Durant près de deux heures l’on écoute tour à tour, Huron, Montagnais, Algonquin, Nipissirinien. Puis, Jean Nicolet intervient habilement. Durant une longue pause du dernier orateur, il annonce que des présents et quelques provisions attendent les sauvages au fort. Cette offre alléchante a pour effet d’interrompre tout nouveau discours, et de permettre aux Français de quitter l’assemblée. On est brisé de fatigue, et abasourdi d’entendre sans répit les voix monotones ou glapissantes des sauvages.
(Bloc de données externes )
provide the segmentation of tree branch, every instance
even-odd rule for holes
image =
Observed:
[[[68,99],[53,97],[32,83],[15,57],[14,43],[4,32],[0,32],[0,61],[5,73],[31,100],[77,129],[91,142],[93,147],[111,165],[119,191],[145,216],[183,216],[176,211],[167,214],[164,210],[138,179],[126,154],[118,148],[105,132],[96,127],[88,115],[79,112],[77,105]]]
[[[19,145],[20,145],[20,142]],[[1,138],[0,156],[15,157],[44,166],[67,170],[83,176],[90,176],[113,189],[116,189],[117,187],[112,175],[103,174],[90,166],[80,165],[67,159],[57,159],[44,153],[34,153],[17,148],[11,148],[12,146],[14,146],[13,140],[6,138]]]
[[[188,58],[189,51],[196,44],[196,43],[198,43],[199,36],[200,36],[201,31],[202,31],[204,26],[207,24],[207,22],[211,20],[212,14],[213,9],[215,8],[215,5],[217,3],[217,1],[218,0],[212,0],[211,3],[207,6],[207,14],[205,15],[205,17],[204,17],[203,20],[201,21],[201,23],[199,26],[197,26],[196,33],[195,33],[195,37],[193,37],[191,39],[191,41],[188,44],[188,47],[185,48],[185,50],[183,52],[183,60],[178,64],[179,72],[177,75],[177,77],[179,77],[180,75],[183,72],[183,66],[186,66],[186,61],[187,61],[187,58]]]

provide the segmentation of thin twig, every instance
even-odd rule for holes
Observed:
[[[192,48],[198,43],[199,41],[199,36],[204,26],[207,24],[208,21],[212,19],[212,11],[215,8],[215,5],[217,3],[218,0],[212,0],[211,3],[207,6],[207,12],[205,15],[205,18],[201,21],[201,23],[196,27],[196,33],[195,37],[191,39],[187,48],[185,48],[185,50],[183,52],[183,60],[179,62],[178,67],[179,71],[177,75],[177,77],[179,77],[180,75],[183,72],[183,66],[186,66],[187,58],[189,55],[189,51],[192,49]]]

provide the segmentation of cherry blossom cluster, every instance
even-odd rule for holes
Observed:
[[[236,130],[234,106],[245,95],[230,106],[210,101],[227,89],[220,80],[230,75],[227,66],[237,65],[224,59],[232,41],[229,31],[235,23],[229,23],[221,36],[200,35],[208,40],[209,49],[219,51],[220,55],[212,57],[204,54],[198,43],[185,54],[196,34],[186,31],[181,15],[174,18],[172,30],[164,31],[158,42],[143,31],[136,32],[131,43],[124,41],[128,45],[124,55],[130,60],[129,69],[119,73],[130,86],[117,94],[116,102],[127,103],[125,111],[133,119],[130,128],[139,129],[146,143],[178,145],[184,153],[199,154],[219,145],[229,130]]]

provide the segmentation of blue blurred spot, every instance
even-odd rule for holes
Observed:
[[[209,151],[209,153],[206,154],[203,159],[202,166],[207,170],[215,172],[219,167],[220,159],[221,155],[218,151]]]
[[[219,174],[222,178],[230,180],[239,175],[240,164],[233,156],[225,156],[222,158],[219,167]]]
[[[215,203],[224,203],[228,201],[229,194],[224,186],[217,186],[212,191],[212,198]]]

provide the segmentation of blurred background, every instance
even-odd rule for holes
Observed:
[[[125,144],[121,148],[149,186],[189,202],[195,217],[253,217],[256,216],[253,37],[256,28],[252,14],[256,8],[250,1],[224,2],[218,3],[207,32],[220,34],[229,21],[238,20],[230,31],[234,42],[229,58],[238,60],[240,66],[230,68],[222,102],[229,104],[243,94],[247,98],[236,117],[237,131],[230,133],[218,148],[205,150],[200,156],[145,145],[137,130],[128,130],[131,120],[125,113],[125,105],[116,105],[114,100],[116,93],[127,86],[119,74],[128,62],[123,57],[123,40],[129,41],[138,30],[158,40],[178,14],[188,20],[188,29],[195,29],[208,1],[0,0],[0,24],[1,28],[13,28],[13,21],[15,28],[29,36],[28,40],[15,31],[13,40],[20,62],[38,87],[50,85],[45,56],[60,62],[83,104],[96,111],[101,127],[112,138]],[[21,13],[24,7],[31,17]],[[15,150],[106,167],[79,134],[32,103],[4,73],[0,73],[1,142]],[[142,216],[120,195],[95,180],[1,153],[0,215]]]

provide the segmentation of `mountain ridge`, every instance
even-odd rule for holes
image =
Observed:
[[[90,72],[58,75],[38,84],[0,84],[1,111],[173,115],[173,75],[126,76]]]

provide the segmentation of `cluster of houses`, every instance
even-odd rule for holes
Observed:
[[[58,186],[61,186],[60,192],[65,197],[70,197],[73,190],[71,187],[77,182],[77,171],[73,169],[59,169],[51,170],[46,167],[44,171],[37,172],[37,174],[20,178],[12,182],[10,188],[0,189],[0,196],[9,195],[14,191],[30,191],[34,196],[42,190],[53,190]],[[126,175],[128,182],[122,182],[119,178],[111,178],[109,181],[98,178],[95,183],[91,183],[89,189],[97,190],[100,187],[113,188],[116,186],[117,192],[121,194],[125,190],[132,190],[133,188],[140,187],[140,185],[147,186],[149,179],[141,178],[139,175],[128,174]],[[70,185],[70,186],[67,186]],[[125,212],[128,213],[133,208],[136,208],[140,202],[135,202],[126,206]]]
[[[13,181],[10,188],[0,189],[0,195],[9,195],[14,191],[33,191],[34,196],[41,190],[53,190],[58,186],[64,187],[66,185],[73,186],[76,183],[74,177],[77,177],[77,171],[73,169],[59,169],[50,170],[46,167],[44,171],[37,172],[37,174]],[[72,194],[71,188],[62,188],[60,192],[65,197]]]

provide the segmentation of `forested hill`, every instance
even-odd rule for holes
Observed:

Au fort, la fête a un succès dont les enfants devront longtemps se souvenir. Nos six petits amis joints aux bambins et aux bambines des colons prennent part à la distribution. Avec la facilité de mémoire qui distingue leur âge, ils en arrivent bientôt à prononcer quelques phrases en langue algonquine ou huronne. Joie des sauvages !… L’attitude de ces derniers démontre une admiration croissante pour les Français. « Ils ne souriront plus avec dédain à l’avenir, avouent-ils, lorsque les enfants du grand peuple de France entreront en lice avec les enfants des bois. » On se sépare aux premières étoiles.